IEEE Trans Neural Netw Learn Syst. 2023 Feb 22:PP. doi: 10.1109/TNNLS.2023.3243904. Online ahead of print.

Abstract

In recent years, distributed graph convolutional networks (GCNs) training frameworks have achieved great success in learning the representation of graph-structured data with large sizes. However, existing distributed GCN training frameworks require enormous communication costs since a multitude of dependent graph data need to be transmitted from other processors. To address this issue, we propose a graph augmentation-based distributed GCN framework (GAD). In particular, GAD has two main components: GAD-Partition and GAD-Optimizer . We first propose an augmentation-based graph partition (GAD-Partition) that can divide the input graph into augmented subgraphs to reduce communication by selecting and storing as few significant vertices of other processors as possible.

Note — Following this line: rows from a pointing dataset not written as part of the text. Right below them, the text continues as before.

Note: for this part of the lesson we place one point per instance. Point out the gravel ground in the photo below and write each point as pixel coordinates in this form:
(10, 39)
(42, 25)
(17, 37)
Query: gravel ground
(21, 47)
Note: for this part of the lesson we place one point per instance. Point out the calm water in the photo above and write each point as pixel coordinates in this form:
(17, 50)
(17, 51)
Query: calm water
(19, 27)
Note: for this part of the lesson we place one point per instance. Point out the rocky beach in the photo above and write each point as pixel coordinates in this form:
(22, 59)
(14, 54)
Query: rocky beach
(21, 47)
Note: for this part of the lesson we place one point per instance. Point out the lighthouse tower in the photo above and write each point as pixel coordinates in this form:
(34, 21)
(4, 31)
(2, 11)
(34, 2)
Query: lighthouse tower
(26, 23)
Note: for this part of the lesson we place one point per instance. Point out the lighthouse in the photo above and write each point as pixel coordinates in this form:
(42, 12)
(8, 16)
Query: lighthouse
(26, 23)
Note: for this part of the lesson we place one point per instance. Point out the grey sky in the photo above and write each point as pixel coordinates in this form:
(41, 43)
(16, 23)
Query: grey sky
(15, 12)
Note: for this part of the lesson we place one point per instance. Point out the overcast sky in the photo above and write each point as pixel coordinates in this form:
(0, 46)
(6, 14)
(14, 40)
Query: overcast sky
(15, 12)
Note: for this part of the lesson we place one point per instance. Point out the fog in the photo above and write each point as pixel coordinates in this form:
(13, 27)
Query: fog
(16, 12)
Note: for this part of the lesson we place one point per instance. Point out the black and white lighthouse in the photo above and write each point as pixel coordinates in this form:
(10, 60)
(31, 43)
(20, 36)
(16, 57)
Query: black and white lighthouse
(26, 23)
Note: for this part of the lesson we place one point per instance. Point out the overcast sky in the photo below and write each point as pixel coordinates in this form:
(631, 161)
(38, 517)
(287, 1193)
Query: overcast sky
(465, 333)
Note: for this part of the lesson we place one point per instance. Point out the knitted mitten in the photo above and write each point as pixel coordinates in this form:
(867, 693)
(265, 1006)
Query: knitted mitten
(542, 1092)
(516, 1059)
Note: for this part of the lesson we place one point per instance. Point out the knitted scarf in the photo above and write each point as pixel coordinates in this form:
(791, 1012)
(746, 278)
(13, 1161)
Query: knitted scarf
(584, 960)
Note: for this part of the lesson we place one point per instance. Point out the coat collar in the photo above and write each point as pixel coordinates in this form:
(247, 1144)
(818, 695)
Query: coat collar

To further speed up distributed GCN training and improve the quality of the training result, we design a subgraph variance-based importance calculation formula and propose a novel weighted global consensus method, collectively referred to as GAD-Optimizer . This optimizer adaptively adjusts the importance of subgraphs to reduce the effect of extra variance introduced by GAD-Partition on distributed GCN training. Extensive experiments on four large-scale real-world datasets demonstrate that our framework significantly reduces the communication overhead ( ≈ 50% ), improves the convergence speed ( ≈ 2 × ) of distributed GCN training, and obtains a slight gain in accuracy ( ≈ 0.45% ) based on minimal redundancy compared to the state-of-the-art methods.